Arnold told MRW that the 21 zones, which will offer business rate discounts, “radically simplified” planning and enhanced capital allowances for plant and machinery, could provide certain benefits for waste infrastructure planning.
He said: “The new zones have potential to broaden the range of locating options open to waste facility developers and such organisations should consider the financial benefits alongside other factors.”
However, he warned that the zone will not become “the de facto starting point for site searches” owing to the importance of location criteria, and argued that financial support from Feed In Tariffs (FITs) and Renewable Heat Incentive (RHI) schemes are likely to be “more influential factors in placement decisions”.
He added: “There are usually more critical location criteria which influence placement [of facilities], such as position relative to catchment area and downstream markets, highway access, linkage to utilities and most importantly, risk of objections from existing or proposed neighbours. Streamlined planning is all very well, but localism is likely to require that objections are still given due weight in planning determinations.

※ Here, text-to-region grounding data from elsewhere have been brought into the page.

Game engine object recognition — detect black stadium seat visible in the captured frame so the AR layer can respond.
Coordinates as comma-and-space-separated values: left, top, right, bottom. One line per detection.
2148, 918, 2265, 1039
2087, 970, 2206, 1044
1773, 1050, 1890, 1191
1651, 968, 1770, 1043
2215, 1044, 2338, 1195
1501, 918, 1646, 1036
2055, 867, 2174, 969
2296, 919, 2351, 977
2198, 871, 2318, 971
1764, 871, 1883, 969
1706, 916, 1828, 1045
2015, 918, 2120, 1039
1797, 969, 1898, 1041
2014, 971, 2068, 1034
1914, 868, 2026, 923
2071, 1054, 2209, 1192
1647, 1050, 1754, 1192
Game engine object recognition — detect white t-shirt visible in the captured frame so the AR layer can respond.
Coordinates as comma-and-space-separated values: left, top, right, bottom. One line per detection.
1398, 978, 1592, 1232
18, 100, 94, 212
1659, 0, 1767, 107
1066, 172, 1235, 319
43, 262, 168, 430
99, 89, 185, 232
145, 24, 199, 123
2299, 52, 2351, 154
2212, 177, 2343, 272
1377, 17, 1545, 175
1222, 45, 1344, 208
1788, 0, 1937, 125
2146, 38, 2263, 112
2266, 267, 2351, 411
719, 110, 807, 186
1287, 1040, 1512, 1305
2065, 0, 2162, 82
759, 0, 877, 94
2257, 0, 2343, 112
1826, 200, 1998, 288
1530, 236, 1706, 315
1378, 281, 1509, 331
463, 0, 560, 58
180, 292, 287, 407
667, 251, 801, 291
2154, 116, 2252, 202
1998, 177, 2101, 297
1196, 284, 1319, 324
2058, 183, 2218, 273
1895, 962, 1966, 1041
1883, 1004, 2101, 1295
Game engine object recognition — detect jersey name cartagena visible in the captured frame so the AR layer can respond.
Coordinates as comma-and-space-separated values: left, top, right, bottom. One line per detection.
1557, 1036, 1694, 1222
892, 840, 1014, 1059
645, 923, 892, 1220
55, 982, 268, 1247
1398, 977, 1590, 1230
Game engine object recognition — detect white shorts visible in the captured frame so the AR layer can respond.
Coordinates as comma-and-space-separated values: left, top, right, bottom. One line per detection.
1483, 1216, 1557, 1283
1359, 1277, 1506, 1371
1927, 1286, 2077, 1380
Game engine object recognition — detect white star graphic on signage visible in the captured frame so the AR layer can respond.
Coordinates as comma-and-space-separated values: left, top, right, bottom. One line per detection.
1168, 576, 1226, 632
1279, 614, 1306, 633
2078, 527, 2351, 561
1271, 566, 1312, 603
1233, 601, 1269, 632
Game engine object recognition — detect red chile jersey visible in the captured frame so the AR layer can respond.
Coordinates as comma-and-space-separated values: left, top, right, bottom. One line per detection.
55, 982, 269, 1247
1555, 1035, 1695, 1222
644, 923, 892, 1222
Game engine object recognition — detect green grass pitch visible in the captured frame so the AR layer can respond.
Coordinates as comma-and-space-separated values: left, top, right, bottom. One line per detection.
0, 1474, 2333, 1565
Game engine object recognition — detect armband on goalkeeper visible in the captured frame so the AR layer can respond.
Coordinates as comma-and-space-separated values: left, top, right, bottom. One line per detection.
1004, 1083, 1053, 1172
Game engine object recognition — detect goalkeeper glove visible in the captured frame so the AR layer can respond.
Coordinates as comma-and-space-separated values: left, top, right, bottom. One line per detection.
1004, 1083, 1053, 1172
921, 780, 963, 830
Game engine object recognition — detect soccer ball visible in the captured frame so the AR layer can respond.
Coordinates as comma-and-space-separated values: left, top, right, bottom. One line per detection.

“At this stage it appears more likely that smaller scale waste and recycling facilities will benefit from ‘Enterprise Zones’, due to their greater location flexibility, lower environmental impacts and the risk that major waste facilities may discourage investment by other sectors.”
The first four zones to be announced by the Government are the Boots campus in Nottingham, Liverpool Waters, Manchester Airport and London’s Royal Docks.